Monday, February 27, 2012

ZAM Book Review: The Hunting Season


I'm back!  I did not die: I survived Valentine's Day.  I have been reading The Philosophy of Horror: Paradoxes of the Heart by Noel Carroll.  It's very good but also very academic.  I have been having nightmares about being in college and the final is coming up and I have skipped class all semester.  Or, I have a week to write my thesis and I haven't even started research.  I tell you, I will take a good old fashioned Zombie nightmare over one of these any day.  So I had to give myself a break and read something mindless, with less big words, so I picked up The Hunting Season by John Coyne.  Carroll mentions The Hunting Season briefly in his book.  What caught my eye was the phrase "inbred mountain people."  As loyal readers may know, I have a weak spot for inbred mountain people.  Specifically, inbred hillbilly cannibals, but I will take any variety. 


The Hunting Season does not disappoint.  Inbred mountain people are all over "Mad River Mountain", the community in the Catskills in which this action takes place.   April Benard is an Anthropologist who has decided to study the inbred hill people of Mad River Mountain.  With her new husband Marshall, April purchases a house in Mad River to be close to her subjects.  Along for the ride is April's son Timmy, from a previous marriage, and her 15 year old stepdaughter.  Helping the family adjust is "lusty Luke," the handyman for the property and relative of the hill people. 

Things start off bad and get a whole lot worse for April and her family, especially when Marshall decides to go bat shit crazy and dwarfs start breaking in to the house.  The inbreds, while not of the cannibalistic variety, are definitely of the raping/killing variety. 

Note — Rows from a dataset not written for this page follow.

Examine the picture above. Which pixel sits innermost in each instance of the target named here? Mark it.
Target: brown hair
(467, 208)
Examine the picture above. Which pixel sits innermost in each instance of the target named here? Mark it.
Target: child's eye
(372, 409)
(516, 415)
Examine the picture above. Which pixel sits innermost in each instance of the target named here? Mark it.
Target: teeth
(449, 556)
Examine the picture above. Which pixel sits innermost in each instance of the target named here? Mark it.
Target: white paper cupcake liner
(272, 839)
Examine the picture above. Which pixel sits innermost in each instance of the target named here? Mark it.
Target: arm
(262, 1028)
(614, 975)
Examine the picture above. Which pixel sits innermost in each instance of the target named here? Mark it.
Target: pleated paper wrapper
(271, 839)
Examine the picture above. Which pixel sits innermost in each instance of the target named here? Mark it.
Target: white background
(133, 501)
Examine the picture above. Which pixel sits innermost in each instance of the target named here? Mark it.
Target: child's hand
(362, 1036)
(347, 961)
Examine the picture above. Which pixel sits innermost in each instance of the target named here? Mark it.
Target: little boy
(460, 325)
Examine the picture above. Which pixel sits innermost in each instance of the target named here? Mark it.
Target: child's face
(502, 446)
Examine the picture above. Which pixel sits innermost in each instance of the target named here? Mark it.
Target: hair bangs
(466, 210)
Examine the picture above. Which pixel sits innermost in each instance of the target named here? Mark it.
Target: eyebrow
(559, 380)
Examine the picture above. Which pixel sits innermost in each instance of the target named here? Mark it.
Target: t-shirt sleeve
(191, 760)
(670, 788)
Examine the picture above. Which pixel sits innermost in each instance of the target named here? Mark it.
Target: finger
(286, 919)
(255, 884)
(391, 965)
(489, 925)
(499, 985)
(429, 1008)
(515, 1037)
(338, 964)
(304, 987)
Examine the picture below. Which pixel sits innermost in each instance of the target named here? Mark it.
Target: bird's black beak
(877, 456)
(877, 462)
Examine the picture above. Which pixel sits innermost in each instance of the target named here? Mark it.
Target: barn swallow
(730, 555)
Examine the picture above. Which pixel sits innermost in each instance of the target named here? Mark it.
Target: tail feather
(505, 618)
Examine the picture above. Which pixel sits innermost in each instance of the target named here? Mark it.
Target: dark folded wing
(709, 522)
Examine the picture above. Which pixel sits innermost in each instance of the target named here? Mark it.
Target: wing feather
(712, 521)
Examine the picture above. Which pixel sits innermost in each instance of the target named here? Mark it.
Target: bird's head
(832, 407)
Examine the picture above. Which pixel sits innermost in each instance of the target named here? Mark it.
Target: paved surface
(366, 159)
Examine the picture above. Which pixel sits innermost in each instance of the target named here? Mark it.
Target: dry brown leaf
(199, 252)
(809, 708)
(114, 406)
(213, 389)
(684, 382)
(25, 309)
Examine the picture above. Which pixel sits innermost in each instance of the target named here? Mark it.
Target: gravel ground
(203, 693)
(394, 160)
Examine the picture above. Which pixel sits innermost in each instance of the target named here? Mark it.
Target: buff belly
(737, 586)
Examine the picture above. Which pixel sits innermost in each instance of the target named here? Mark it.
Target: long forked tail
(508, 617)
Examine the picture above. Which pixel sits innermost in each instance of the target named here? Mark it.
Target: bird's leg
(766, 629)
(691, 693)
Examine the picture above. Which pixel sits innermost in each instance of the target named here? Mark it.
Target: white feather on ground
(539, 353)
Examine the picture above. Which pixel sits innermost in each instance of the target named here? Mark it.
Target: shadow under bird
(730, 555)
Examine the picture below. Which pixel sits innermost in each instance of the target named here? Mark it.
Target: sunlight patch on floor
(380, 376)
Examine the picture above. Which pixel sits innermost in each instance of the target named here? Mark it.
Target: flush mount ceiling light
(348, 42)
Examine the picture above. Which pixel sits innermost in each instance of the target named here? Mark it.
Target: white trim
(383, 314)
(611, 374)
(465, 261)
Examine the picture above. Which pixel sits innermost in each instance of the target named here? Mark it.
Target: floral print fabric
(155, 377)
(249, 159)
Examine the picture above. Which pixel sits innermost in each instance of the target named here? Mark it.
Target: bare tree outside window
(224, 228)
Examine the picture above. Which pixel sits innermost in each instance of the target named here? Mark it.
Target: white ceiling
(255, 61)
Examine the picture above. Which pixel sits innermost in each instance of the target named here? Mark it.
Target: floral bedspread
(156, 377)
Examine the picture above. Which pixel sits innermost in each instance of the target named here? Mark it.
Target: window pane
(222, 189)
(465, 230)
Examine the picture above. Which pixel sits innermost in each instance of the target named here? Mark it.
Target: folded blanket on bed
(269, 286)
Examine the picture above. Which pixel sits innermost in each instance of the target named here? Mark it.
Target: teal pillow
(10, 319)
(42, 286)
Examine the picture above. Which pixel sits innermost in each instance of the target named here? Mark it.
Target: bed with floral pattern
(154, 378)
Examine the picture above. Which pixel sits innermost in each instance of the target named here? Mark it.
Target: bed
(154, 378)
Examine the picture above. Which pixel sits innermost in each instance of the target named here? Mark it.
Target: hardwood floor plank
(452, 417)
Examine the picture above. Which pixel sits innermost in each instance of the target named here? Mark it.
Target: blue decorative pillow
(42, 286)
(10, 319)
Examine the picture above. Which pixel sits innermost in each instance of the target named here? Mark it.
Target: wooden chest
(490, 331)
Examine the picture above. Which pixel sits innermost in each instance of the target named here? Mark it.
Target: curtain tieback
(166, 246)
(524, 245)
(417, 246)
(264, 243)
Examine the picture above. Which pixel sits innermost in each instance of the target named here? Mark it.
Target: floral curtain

The Hunting Season has some good gore and is very suspenseful, especially near the end.  I was conflicted reading this because I really hated April Benard and her family.  April is a stuck up bitch and I have no sympathy for her.  She may also be the worst Anthropologist in the history of Anthropologists.  Marshall is a hot headed dick who is really too stupid to be the Lawyer that he supposedly is.  The kids are brats.  I was really rooting for the inbreds, although they are truly evil, disturbing creations.  Coyne is a decent writer, although my research (Google) indicates that he has given up horror and now writes exclusively about golf.  He has a couple of other horror novels floating around out there which I will pick up.  Although he is no King or Ketchum, he does spin a good, disturbing yarn. 

1 comment:

Shoshanah Marohn said...

If you like inbred mountain people, you might also like Alex Bledsoe's, "The Hum and the Shiver." It's really not horror, but it is very interesting and an excellent read- and it's about a particular type of inbred mountain people in the hills of Tennessee.